I have a bone to pick with CNN writer John Blake. His recent article ponders some new statistics about seminaries which, in part, find,
…the nation’s seminaries are enjoying a baby boomers boom – the 50-or-older demographic group is the fastest-growing demographic at U.S. divinity schools, according to the Association of Theological Schools (ATS).
The article glosses over the motivation for older individuals entering seminary. Not to disparage my late-blooming colleagues, because many of them are excellent pastors, but I don’t think we can overlook the appeal of ministry during an economic downturn. This, I think, is especially true in the mainline denominations, many of whom provide relatively stable jobs (sometimes, unfortunately, tantamount to tenure) once you have been fully recieved as a pastor in the ecclesial community. We shouldn’t be ashamed of the economic motivation; pastors are human beings, after all, and we want our kids to have food like everyone else.
But near the end, the article descends into the realm of “maybe…” and annoys me. Here’s what Blake asks:
The article brought a question to my mind, though. In athletics, age is a liability. Older athletes lose strength and flexibility.
But could old age equip people to be better ministers?

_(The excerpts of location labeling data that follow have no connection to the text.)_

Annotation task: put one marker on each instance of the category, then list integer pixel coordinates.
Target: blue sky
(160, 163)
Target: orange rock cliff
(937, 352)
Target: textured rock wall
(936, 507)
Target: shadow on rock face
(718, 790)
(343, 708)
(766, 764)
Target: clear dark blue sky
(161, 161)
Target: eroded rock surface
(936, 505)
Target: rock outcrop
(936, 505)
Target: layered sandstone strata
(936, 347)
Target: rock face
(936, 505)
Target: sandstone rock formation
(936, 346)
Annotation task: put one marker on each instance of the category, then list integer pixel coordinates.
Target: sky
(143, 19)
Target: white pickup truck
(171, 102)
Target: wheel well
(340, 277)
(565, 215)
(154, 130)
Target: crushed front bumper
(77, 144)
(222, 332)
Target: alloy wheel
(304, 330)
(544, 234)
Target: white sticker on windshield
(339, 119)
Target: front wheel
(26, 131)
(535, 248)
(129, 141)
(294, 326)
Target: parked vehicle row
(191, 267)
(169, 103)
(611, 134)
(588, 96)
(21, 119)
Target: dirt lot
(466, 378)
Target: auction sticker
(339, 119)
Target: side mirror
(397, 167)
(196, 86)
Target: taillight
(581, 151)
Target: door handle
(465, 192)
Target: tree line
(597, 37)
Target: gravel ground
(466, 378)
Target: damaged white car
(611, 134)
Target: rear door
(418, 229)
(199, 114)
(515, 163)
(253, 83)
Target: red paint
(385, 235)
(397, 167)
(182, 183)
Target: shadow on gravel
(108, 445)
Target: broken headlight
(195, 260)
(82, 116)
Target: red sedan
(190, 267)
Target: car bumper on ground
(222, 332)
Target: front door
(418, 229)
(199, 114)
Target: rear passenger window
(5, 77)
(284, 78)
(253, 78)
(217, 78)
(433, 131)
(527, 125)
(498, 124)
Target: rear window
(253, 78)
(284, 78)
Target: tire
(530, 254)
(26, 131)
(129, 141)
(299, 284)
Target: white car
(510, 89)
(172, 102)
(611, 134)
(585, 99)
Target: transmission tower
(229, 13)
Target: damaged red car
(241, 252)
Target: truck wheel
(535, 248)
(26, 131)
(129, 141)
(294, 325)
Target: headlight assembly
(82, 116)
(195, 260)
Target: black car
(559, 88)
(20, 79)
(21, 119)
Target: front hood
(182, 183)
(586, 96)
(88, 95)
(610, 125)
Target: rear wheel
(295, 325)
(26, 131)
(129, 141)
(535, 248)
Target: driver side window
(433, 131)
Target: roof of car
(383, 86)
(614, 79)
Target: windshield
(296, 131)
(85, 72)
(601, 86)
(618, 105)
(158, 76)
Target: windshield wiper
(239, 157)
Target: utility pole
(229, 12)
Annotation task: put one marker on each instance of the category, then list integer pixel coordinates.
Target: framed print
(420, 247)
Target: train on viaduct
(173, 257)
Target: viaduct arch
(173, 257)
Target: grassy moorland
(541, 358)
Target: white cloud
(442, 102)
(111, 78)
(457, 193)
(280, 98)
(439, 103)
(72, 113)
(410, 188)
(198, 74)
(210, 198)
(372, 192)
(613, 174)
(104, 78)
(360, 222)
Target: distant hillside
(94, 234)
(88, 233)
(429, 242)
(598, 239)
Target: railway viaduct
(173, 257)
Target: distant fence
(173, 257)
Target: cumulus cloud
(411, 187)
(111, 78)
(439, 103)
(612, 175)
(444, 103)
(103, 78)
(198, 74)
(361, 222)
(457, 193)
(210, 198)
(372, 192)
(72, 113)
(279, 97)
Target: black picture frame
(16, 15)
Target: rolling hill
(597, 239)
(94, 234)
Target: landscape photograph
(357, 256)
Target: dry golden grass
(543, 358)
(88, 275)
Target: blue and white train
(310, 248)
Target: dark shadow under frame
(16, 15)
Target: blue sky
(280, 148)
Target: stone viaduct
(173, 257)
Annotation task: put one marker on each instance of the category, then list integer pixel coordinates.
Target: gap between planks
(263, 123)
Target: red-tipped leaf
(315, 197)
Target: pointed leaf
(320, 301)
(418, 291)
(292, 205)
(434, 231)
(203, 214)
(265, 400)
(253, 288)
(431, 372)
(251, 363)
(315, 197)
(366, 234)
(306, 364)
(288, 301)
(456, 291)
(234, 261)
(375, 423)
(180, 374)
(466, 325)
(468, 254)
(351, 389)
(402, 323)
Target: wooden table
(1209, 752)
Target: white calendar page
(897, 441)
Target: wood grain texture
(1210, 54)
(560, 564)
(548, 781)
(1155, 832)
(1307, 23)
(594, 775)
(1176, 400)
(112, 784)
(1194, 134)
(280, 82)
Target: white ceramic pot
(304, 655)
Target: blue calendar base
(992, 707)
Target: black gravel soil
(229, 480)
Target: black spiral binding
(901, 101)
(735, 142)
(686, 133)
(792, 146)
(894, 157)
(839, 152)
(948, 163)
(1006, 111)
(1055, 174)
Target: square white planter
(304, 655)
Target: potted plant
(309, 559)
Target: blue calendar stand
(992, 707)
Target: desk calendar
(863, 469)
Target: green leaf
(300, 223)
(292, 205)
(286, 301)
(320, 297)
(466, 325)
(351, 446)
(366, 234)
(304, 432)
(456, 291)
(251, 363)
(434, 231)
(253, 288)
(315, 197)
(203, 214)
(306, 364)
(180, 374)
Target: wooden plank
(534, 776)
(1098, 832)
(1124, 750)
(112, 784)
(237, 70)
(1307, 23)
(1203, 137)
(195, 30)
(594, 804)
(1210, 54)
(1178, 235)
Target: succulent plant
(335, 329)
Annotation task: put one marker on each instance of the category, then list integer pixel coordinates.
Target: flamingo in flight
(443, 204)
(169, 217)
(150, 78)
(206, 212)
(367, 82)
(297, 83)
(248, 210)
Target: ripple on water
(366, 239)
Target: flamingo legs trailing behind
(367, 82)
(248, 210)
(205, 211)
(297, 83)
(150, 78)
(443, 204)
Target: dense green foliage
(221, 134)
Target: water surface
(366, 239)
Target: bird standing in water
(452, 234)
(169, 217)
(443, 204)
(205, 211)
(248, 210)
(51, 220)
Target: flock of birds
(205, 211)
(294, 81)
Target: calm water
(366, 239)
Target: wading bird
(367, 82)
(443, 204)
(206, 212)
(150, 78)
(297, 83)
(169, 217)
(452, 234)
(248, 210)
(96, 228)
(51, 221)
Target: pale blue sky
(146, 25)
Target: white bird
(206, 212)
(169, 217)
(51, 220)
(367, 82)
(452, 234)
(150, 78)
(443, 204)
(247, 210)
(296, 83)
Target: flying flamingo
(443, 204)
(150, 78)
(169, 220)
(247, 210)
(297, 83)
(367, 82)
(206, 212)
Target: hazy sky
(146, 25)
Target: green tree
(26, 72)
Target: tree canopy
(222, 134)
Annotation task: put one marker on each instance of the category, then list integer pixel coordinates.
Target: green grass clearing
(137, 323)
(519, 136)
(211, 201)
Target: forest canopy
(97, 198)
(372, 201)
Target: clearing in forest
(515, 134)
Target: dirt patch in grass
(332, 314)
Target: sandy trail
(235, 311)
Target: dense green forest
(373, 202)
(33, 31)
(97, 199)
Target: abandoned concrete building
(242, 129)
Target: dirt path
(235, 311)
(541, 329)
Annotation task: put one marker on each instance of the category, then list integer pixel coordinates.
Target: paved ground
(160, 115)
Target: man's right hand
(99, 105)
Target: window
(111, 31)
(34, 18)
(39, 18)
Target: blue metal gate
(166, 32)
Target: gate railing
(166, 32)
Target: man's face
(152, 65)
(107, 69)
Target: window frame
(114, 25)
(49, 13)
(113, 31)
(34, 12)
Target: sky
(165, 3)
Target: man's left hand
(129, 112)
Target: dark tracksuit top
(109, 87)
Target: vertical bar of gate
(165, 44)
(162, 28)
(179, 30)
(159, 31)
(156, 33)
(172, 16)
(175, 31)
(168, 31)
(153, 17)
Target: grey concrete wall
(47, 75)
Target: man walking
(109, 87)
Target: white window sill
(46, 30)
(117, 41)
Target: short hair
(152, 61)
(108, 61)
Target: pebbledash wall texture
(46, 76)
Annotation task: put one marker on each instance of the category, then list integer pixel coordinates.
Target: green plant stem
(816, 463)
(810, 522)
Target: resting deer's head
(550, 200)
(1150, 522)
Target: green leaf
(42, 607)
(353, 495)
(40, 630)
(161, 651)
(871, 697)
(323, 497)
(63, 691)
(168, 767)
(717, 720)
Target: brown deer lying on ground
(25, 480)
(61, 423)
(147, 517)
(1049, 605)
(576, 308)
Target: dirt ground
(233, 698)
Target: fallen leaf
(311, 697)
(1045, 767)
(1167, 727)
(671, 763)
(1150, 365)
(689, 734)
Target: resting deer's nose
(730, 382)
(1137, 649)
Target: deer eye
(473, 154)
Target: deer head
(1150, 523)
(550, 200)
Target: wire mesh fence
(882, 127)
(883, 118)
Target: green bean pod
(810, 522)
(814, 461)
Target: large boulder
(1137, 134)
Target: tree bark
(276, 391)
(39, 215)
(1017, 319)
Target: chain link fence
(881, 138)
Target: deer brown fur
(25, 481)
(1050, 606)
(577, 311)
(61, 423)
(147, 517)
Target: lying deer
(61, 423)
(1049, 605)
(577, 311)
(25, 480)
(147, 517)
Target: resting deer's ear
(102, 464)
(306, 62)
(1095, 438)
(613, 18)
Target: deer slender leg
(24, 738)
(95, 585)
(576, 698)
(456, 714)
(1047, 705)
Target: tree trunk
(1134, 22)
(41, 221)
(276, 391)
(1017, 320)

For example, how can a young minister who has never been married or had children or even lost many friends to death counsel grieving couples?
And might an older minister do better at dealing with the temptations of ego, sex, and money?
Is it better to be a rookie minister when you have gray hair?
I shall respond to each question in turn:
A) Possibly, at first. An older pastor can potentially relate to older church members better. Also, there is a feeling that an older person has the “wisdom of age” even if they don’t have church experience. But my experience has been that, at under 30, I love spending time with my older members and have an excellent report with them.
B) I’m not sure what this question is asking. It looks like it may be asking specifically about counseling a couple grieving the loss of a child. But really, the question is nothing new. It’s the same old, “How do Catholic priests counsel married couples?” issue, which misunderstands the nature of pastoral counseling. A pastor is equipped to be present with people at any stage of life, pray with and for them, and share with them the wisdom of the Church as handed down through Scripture and tradition. Serious counseling should only be done by pastors with serious training. But, old or young, new or veteran, a good pastor can sit and grieve with anyone. We are always dealing with situations we’ve never faced (because there are a lot of different things that go wrong in this life!); that’s the nature of the calling. We might just as well ask, “How can a pastor who was married at 23 counsel a person who is single at 45?” As pastors, we must do our work in the hope that the Lord will provide what He requires. That’s faith.
C) No. Dumb question. As we age, the temptations of ego, sex, and money do not go away. Look at Hugh Hefner. Look at Silvio Berlusconi. There are a lot of ego-driven, sex-crazed, greedy old men around. And women. Think about all those “real housewives” shows. I hope they use the term ‘real’ lightly.
D) Perhaps. But there is one big drawback: it takes time to learn the ropes of ministry. You can read all the books you want to, get all the degrees you want to, but nothing replaces time in the pastoral office for understanding and effectiveness. “Life experience” does not replace actual pastoral experience. Pastors, old and young, can of course serve with faithfulness and effectiveness. It is never too late to hear the call, and I appreciate
all most who heed it. But there is no denying that starting out early gives the pastor a chance to learn, over a lifetime, what the ministerial vocation is all about. Rome wasn’t built in a day, and neither are pastors.